## The Ergodic Theorem

— 1. Introduction —

One can argue that (modern) ergodic theory started with the ergodic Theorem in the early 30’s. Vaguely speaking the ergodic theorem asserts that in an ergodic dynamical system (essentially a system where “everything” moves around) the statistical (or time) average is the same as the space average. For instance, if a bird flies “ergodically” on the earth surface, and one measures the proportion of the time that the bird is over an ocean, after enough time (say, a couple centuries) that proportion (the time average) would get close to the actual proportion of the earth surface covered by oceans (the space average).

To make things more interesting there is more than just one ergodic theorem, and both von Neumann and Birkhoff proved a version of the ergodic theorem at around the same time. While von Neumann’s result concerns ${L^2}$ convergence, has a quick proof and is valid for any averaging scheme (and indeed any discrete amenable group action), Birkhoff’s theorem is about pointwise convergence, holds for any function in ${L^1}$, has a harder proof and is not suitable for all averaging schemes.

In this post, a measure preserving system (m.p.s. for short) is a triple ${(X,\mu, T)}$ where ${(X,\mu)}$ is a probability space (the ${\sigma}$-algebra is omitted from the notation because it plays no important part in this discussion. All sets and functions will be assumed to be measurable) and ${T:X\rightarrow X}$ preserves the measure, i.e. for any ${A\subset X}$ we have ${\mu(T^{-1}A)=\mu(\{x\in X:Tx\in A\})=\mu(A)}$. A m.p.s. is ergodic if the only sets ${A\subset X}$ such that ${T^{-1}A=A}$ have measure ${\mu(A)=0}$ or ${\mu(A)=1}$. Equivalently there are no functions ${f\in L^1(X)}$ such that ${f(Tx)=f(x)}$ a.e. We now state both versions:

Theorem 1 (von Neumann’s ergodic Theorem) Let ${(X,\mu, T)}$ be an ergodic m.p.s. and let ${f\in L^2(X)}$. Then

$\displaystyle \lim_{N\rightarrow\infty}\frac1N\sum_{n=1}^Nf(T^nx)=\int_X fd\mu\qquad\text{ in }L^2(X)$

Theorem 2 (Birkhoff’s ergodic Theorem) Let ${(X,\mu, T)}$ be an ergodic m.p.s. and let ${f\in L^1(X)}$. Then

$\displaystyle \lim_{N\rightarrow\infty}\frac1N\sum_{n=1}^Nf(T^nx)=\int_X fd\mu\qquad\text{a.e.}$

— 2. von Neumann’s Ergodic Theorem —

The proof of von Neumann’s Theorem (also known as mean ergodic Theorem) reveals that the result is intrinsically related with unitary operators on Hilbert spaces. It is this feature that makes this result suitable for so many generalizations and that makes it so useful in establishing recurrence results.

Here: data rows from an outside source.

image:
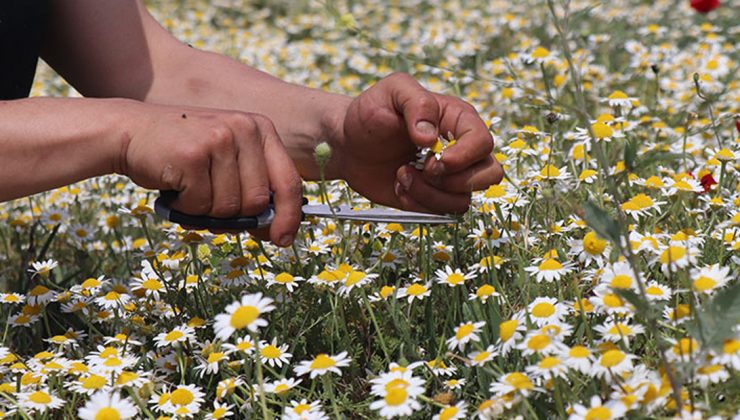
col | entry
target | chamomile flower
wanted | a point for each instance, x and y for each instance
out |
(415, 290)
(548, 367)
(598, 410)
(549, 270)
(282, 386)
(274, 354)
(516, 382)
(220, 411)
(40, 400)
(303, 410)
(43, 268)
(108, 405)
(546, 310)
(286, 280)
(452, 412)
(710, 278)
(323, 364)
(244, 313)
(619, 331)
(175, 337)
(591, 248)
(398, 392)
(451, 277)
(484, 292)
(612, 362)
(465, 333)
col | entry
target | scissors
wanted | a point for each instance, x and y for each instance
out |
(163, 207)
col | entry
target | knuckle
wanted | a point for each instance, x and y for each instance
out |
(227, 206)
(256, 199)
(220, 136)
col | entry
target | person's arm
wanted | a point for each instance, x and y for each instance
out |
(115, 48)
(222, 163)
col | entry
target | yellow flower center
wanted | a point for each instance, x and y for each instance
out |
(40, 397)
(550, 264)
(621, 281)
(685, 346)
(38, 290)
(480, 357)
(244, 316)
(270, 352)
(602, 130)
(593, 244)
(613, 301)
(416, 289)
(543, 310)
(448, 412)
(618, 94)
(507, 329)
(579, 352)
(464, 331)
(620, 329)
(174, 335)
(519, 381)
(550, 171)
(151, 284)
(485, 291)
(215, 357)
(672, 254)
(93, 382)
(386, 291)
(455, 278)
(396, 396)
(323, 361)
(538, 342)
(540, 52)
(599, 413)
(181, 396)
(107, 413)
(612, 358)
(354, 278)
(704, 283)
(549, 362)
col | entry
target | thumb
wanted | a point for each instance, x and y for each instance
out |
(418, 106)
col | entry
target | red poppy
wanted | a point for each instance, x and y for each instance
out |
(704, 6)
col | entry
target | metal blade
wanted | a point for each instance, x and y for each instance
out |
(345, 212)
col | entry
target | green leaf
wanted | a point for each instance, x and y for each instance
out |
(718, 318)
(602, 223)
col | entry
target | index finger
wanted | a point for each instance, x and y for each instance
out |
(286, 185)
(473, 140)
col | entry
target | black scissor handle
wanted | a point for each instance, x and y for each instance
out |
(163, 208)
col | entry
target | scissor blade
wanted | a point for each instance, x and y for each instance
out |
(345, 212)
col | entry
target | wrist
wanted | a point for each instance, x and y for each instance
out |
(332, 132)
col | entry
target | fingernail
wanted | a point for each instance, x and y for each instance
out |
(438, 168)
(286, 240)
(406, 179)
(426, 128)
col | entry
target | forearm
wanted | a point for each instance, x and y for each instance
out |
(48, 143)
(302, 116)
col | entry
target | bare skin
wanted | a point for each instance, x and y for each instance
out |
(224, 143)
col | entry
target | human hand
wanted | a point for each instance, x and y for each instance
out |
(384, 126)
(222, 163)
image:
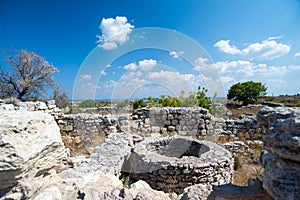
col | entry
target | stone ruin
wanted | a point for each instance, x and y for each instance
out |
(174, 163)
(282, 159)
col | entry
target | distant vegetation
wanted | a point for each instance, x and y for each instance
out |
(247, 92)
(194, 99)
(29, 76)
(89, 103)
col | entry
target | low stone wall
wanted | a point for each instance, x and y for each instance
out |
(174, 163)
(161, 121)
(245, 127)
(282, 141)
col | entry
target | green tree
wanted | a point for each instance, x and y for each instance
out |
(152, 101)
(189, 101)
(247, 92)
(202, 100)
(139, 104)
(89, 103)
(30, 75)
(61, 98)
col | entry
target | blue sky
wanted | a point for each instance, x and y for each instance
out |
(221, 43)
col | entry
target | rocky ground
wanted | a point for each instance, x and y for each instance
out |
(34, 163)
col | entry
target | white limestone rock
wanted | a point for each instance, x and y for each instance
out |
(30, 144)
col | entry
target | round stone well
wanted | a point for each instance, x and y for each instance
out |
(174, 163)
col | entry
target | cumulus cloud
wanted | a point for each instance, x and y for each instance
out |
(114, 32)
(103, 73)
(109, 84)
(266, 50)
(146, 65)
(85, 77)
(224, 46)
(203, 64)
(297, 54)
(175, 54)
(143, 65)
(130, 67)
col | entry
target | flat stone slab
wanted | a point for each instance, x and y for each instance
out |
(179, 162)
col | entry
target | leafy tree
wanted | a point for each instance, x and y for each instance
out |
(203, 100)
(247, 92)
(139, 104)
(61, 98)
(152, 101)
(29, 76)
(89, 103)
(190, 101)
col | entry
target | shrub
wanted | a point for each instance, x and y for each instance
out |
(61, 99)
(237, 163)
(247, 92)
(12, 100)
(139, 104)
(89, 103)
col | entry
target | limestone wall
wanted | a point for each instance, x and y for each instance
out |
(163, 121)
(282, 159)
(174, 163)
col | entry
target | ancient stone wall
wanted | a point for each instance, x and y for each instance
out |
(162, 121)
(282, 159)
(174, 163)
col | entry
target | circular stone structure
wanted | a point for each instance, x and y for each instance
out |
(174, 163)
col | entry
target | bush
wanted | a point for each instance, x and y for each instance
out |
(139, 104)
(247, 92)
(87, 104)
(12, 100)
(122, 104)
(202, 100)
(61, 99)
(237, 163)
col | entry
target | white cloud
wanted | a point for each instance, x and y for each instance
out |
(175, 54)
(203, 64)
(146, 65)
(266, 50)
(275, 37)
(143, 65)
(227, 79)
(85, 77)
(297, 54)
(114, 32)
(103, 73)
(109, 84)
(130, 67)
(224, 46)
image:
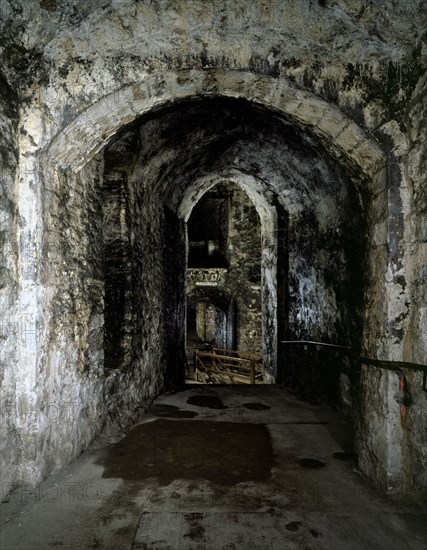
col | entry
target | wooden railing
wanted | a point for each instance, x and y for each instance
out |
(225, 366)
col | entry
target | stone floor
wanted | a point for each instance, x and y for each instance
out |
(216, 468)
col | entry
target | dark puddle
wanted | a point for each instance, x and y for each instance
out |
(350, 457)
(311, 463)
(170, 411)
(256, 406)
(208, 401)
(293, 525)
(223, 452)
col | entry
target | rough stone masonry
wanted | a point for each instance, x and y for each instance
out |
(117, 117)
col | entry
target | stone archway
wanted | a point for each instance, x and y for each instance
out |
(71, 166)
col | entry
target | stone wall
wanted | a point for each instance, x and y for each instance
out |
(14, 328)
(348, 76)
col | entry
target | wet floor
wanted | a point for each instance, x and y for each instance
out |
(215, 469)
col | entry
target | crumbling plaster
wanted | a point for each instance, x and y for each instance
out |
(350, 75)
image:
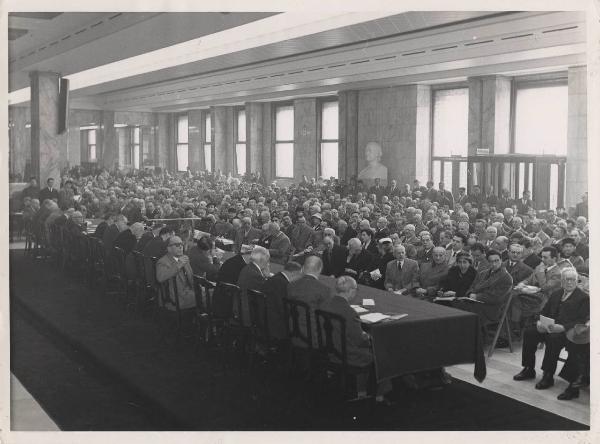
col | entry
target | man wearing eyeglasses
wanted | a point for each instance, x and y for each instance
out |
(176, 264)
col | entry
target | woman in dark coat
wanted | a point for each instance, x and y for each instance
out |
(460, 276)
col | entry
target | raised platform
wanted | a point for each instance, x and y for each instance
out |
(191, 392)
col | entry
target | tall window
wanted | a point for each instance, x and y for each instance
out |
(450, 122)
(284, 141)
(540, 120)
(329, 139)
(240, 142)
(91, 145)
(207, 141)
(135, 146)
(182, 143)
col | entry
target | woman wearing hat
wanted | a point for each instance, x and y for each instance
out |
(460, 276)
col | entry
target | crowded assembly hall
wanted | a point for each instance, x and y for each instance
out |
(273, 221)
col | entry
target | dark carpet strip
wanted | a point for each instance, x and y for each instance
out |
(191, 391)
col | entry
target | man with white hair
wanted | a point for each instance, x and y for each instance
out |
(567, 307)
(252, 277)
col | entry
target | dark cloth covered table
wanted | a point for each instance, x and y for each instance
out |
(430, 337)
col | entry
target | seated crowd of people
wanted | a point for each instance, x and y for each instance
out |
(470, 252)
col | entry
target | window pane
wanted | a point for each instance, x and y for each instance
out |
(241, 126)
(541, 116)
(182, 129)
(284, 160)
(207, 128)
(329, 121)
(329, 160)
(182, 159)
(451, 122)
(284, 123)
(208, 157)
(136, 157)
(462, 181)
(240, 158)
(437, 171)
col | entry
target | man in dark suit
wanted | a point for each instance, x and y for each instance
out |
(252, 277)
(49, 192)
(310, 290)
(525, 203)
(275, 289)
(358, 343)
(567, 306)
(246, 235)
(334, 258)
(488, 291)
(401, 274)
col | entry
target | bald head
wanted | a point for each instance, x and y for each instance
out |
(312, 265)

The following Lemma is sometimes called itself von Neumann’s Ergodic Theorem.

Lemma 3 Let ${H}$ be a Hilbert space and let ${U:H\rightarrow H}$ be an unitary operator. Let ${I=\{f\in H:Uf=f\}}$ be the subspace of invariant vectors and let ${P:H\rightarrow I}$ be the orthogonal projection onto ${I}$. Then for any ${f\in H}$ we have

$\displaystyle \lim_{N\rightarrow\infty}\frac1N\sum_{n=1}^NU^nf=Pf$

where convergence is in the norm topology.

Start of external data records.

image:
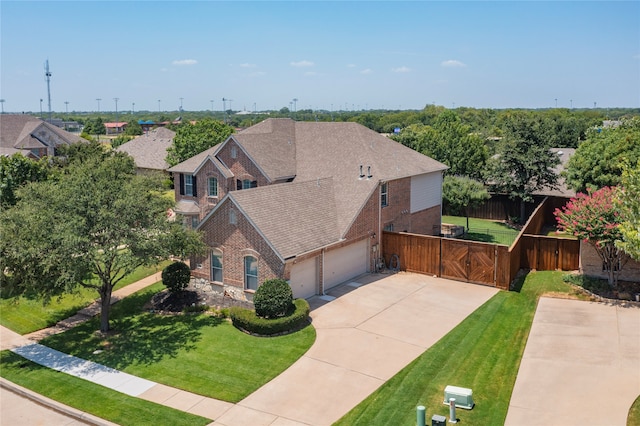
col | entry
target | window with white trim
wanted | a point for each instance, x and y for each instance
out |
(188, 185)
(250, 273)
(216, 266)
(213, 187)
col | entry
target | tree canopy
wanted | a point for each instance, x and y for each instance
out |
(463, 194)
(192, 139)
(524, 162)
(448, 141)
(598, 160)
(91, 226)
(16, 171)
(629, 196)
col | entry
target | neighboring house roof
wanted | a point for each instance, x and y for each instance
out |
(150, 150)
(562, 190)
(22, 133)
(295, 217)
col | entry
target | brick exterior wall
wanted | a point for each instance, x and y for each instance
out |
(235, 242)
(591, 264)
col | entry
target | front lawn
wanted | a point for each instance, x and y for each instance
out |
(199, 353)
(483, 353)
(92, 398)
(488, 231)
(24, 315)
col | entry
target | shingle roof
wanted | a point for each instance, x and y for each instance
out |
(295, 217)
(22, 132)
(150, 150)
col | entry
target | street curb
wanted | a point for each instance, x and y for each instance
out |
(76, 414)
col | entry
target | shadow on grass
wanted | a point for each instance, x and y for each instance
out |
(136, 336)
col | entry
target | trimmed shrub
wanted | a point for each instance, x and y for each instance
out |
(273, 299)
(176, 276)
(247, 320)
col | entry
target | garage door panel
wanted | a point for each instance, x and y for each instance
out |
(304, 277)
(344, 263)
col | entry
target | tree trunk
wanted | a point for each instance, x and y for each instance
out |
(105, 308)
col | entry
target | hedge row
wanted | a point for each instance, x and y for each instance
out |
(247, 320)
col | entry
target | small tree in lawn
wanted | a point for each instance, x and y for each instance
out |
(629, 196)
(463, 193)
(595, 218)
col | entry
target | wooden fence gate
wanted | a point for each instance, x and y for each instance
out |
(468, 261)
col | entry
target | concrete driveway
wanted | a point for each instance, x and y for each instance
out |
(376, 326)
(581, 365)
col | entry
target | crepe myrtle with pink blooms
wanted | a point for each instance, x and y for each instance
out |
(594, 218)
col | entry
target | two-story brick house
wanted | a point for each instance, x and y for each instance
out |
(303, 201)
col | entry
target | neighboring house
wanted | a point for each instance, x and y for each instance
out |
(302, 201)
(115, 128)
(150, 150)
(32, 137)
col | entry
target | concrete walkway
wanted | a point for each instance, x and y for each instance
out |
(374, 327)
(581, 365)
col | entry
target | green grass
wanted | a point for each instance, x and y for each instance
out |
(483, 353)
(198, 353)
(89, 397)
(634, 413)
(24, 315)
(488, 231)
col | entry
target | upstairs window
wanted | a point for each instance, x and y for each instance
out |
(188, 185)
(216, 266)
(250, 273)
(246, 184)
(213, 187)
(384, 194)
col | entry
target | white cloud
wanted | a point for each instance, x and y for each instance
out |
(181, 62)
(302, 64)
(401, 69)
(453, 63)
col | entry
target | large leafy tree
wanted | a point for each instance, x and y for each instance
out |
(91, 226)
(192, 139)
(524, 162)
(629, 196)
(594, 218)
(16, 171)
(462, 194)
(450, 142)
(598, 160)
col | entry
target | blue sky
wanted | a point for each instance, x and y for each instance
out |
(329, 54)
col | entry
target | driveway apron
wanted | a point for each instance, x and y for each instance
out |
(581, 365)
(376, 326)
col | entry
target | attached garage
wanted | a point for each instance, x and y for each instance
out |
(304, 278)
(345, 263)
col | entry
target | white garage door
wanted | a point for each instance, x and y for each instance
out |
(344, 263)
(304, 276)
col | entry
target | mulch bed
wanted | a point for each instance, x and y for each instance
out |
(165, 301)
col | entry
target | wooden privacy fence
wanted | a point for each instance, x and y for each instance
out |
(483, 263)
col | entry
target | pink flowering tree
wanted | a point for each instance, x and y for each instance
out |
(595, 218)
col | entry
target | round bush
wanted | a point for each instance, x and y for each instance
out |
(247, 320)
(176, 276)
(273, 299)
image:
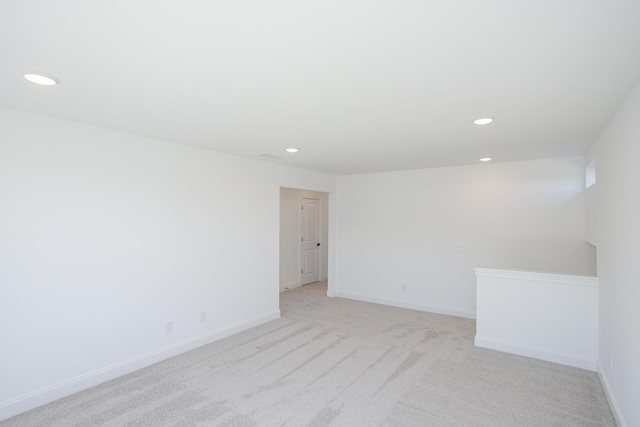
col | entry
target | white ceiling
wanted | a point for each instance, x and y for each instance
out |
(359, 86)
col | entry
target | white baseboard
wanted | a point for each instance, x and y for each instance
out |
(57, 391)
(550, 355)
(452, 311)
(613, 403)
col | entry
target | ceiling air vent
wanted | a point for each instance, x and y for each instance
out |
(268, 156)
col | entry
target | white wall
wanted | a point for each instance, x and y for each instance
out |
(614, 219)
(105, 236)
(552, 317)
(428, 229)
(290, 199)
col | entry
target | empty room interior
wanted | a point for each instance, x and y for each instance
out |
(185, 181)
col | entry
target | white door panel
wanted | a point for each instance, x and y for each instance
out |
(309, 241)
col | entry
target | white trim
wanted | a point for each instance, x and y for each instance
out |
(452, 311)
(18, 405)
(536, 276)
(613, 403)
(541, 353)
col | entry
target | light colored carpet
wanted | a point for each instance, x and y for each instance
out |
(332, 361)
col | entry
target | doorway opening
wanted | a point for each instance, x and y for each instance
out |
(303, 237)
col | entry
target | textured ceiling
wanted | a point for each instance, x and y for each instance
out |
(358, 86)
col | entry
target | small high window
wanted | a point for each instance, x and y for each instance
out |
(590, 178)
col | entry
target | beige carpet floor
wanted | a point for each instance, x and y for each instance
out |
(337, 362)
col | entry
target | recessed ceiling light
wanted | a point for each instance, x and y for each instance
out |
(40, 78)
(483, 121)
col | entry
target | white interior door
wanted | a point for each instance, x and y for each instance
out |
(309, 241)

Before we prove this lemma, let’s see how it implies the ergodic Theorem 1:

First make ${H=L^2(X)}$ and note that the map ${U:H\rightarrow H}$ defined by ${(Uf)(x)=f(Tx)}$ is a unitary operator (known as the Koopman operator of ${T}$). Also observe that in this situation, the subspace ${I}$ of invariant functions contains only the constant functions, and the orthogonal projection ${P}$ is the integral operator, i.e. ${Pf=\int_Xfd\mu}$. Thus the Theorem 1 is just a rephrasing of the Lemma 3 for this case.

We now prove the Lemma 3

Proof: The convergence clearly holds if ${f\in I}$. On the other hand, if ${f=g-Ug}$ for some ${g\in H}$, then for any ${h\in I}$ we have

$\displaystyle \langle f,h\rangle=\langle g,h\rangle-\langle Ug,h\rangle=\langle g,h\rangle-\langle g,Uh\rangle=0$

hence ${f}$ is orthogonal to ${I}$ and so ${Pf=0}$. Moreover we have that ${\sum_{n=1}^NU^nf=U^{N+1}g-g}$, so the limit in the lemma is indeed ${0}$.

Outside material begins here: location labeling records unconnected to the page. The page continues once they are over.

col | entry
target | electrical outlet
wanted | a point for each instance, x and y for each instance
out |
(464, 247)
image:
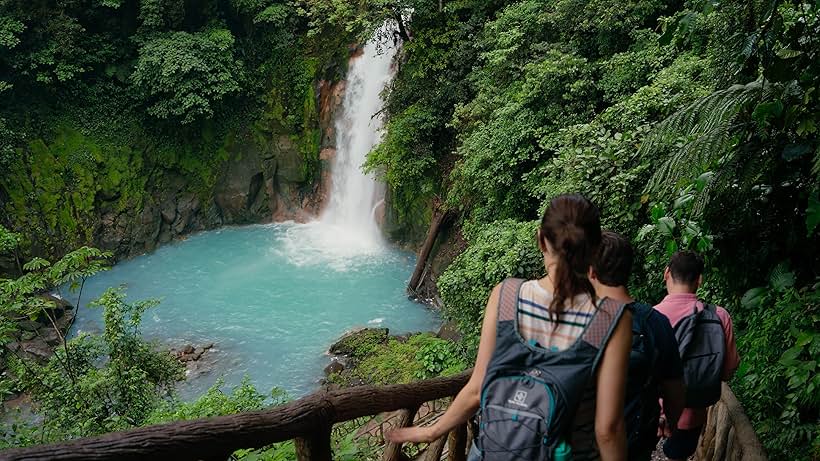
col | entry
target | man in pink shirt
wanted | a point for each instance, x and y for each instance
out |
(683, 276)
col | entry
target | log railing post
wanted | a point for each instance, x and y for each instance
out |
(457, 444)
(434, 450)
(316, 446)
(392, 451)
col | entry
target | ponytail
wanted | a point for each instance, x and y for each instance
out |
(572, 225)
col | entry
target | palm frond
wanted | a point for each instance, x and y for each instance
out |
(698, 135)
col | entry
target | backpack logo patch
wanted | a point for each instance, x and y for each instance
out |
(520, 399)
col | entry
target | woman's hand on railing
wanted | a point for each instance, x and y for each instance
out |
(415, 434)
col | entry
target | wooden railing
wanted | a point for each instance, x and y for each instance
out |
(729, 435)
(308, 420)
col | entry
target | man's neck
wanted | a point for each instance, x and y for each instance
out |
(619, 293)
(675, 289)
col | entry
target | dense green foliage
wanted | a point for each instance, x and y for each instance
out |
(94, 384)
(691, 124)
(101, 101)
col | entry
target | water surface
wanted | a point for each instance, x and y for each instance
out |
(272, 298)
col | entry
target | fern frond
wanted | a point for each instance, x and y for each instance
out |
(707, 127)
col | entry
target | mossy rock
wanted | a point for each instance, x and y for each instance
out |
(360, 343)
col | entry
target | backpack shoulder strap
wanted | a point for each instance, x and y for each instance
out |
(602, 325)
(508, 299)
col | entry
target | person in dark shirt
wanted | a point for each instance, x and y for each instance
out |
(655, 368)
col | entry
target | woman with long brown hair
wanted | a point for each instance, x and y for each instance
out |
(541, 332)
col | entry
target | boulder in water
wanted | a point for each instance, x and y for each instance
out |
(450, 332)
(360, 342)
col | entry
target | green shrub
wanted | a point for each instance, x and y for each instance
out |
(778, 380)
(496, 251)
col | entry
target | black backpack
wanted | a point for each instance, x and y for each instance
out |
(642, 408)
(702, 347)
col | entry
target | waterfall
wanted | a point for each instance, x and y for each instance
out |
(354, 195)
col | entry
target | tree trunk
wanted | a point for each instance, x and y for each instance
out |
(424, 253)
(392, 451)
(457, 444)
(315, 447)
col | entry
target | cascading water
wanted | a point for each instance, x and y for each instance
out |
(354, 195)
(272, 298)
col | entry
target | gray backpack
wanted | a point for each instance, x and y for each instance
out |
(530, 395)
(702, 347)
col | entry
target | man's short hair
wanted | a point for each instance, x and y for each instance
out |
(685, 267)
(613, 263)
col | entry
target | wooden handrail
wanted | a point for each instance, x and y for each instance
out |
(307, 419)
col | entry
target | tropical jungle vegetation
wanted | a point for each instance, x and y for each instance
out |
(692, 124)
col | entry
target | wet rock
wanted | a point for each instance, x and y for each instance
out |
(36, 349)
(168, 210)
(450, 332)
(334, 367)
(360, 342)
(29, 325)
(50, 337)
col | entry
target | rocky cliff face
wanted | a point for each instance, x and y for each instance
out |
(267, 174)
(263, 180)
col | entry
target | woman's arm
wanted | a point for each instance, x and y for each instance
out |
(610, 428)
(468, 399)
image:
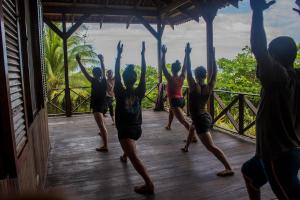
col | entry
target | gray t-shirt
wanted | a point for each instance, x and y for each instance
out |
(278, 117)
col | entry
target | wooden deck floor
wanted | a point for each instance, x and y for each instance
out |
(75, 165)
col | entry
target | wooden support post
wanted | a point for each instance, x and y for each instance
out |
(241, 114)
(64, 35)
(209, 16)
(212, 105)
(66, 69)
(159, 106)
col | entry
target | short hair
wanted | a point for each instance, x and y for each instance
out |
(176, 66)
(97, 72)
(129, 75)
(284, 50)
(200, 72)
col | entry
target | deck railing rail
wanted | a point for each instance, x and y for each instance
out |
(231, 111)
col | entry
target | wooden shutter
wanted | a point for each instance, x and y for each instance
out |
(12, 39)
(42, 54)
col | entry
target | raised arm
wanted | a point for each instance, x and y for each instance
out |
(258, 34)
(163, 63)
(191, 81)
(118, 81)
(183, 72)
(213, 77)
(297, 9)
(82, 68)
(142, 85)
(101, 58)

Call ${J}$ the subspace of the vectors of the form ${g-Ug}$. We claim that ${H=I\oplus J}$ and this concludes the proof. To prove the claim, let ${f\perp J}$, we have:

$\displaystyle \begin{array}{rcl} \displaystyle\|f-Uf\|&=&\displaystyle\|f\|^2+\|Uf\|^2-2Re\langle f,Uf\rangle\\&=&\displaystyle2\|f\|^2-2Re\langle f,Uf\rangle-2Re\langle f,f-Uf\rangle=2\|f\|^2-2Re\langle f,f\rangle=0 \end{array}$

so ${f\in I}$ and hence ${I=J^\perp}$ and this finishes the proof. $\Box$

— 3. Birkhoff’s Ergodic Theorem —

The first proof I learned of this Theorem uses a so-called maximal inequality. Here I will present (or rather sketch) a different proof, more combinatorial in nature.

First we can easily reduce to non-negative functions, so we will assume that ${f\geq0}$. Moreover we will only deal with bounded functions (so we will assume wlog that ${f\leq1}$), the general case follows from some standard estimations. Let ${A_Nf(x)=\frac1N\sum_{n=0}^{N-1}f(T^nx)}$ and let ${f^+(x)=\limsup A_Nf}$ and ${f^-=\liminf A_Nf(x)}$. It suffices to prove that ${f^+(x)\leq\int_Xfd\mu}$ a.e., (because considering then ${f'=1-f}$ we get that also ${f^-(x)\geq\int_Xfd\mu}$).

Now fix some ${\epsilon>0}$. It suffices to prove that ${f^+(x)\leq\int_Xfd\mu+\epsilon=:\alpha}$ a.e., because we can then take limit when ${\epsilon\rightarrow0}$. Let ${B=\{x:f^+(x)>\alpha\}}$. Clearly ${T^{-1}B=B}$, so by ergodicity either ${\mu(B)=1}$ or ${\mu(B)=0}$. Since we need to prove that ${\mu(B)=0}$, it will suffice to prove that ${\mu(B)<1}$.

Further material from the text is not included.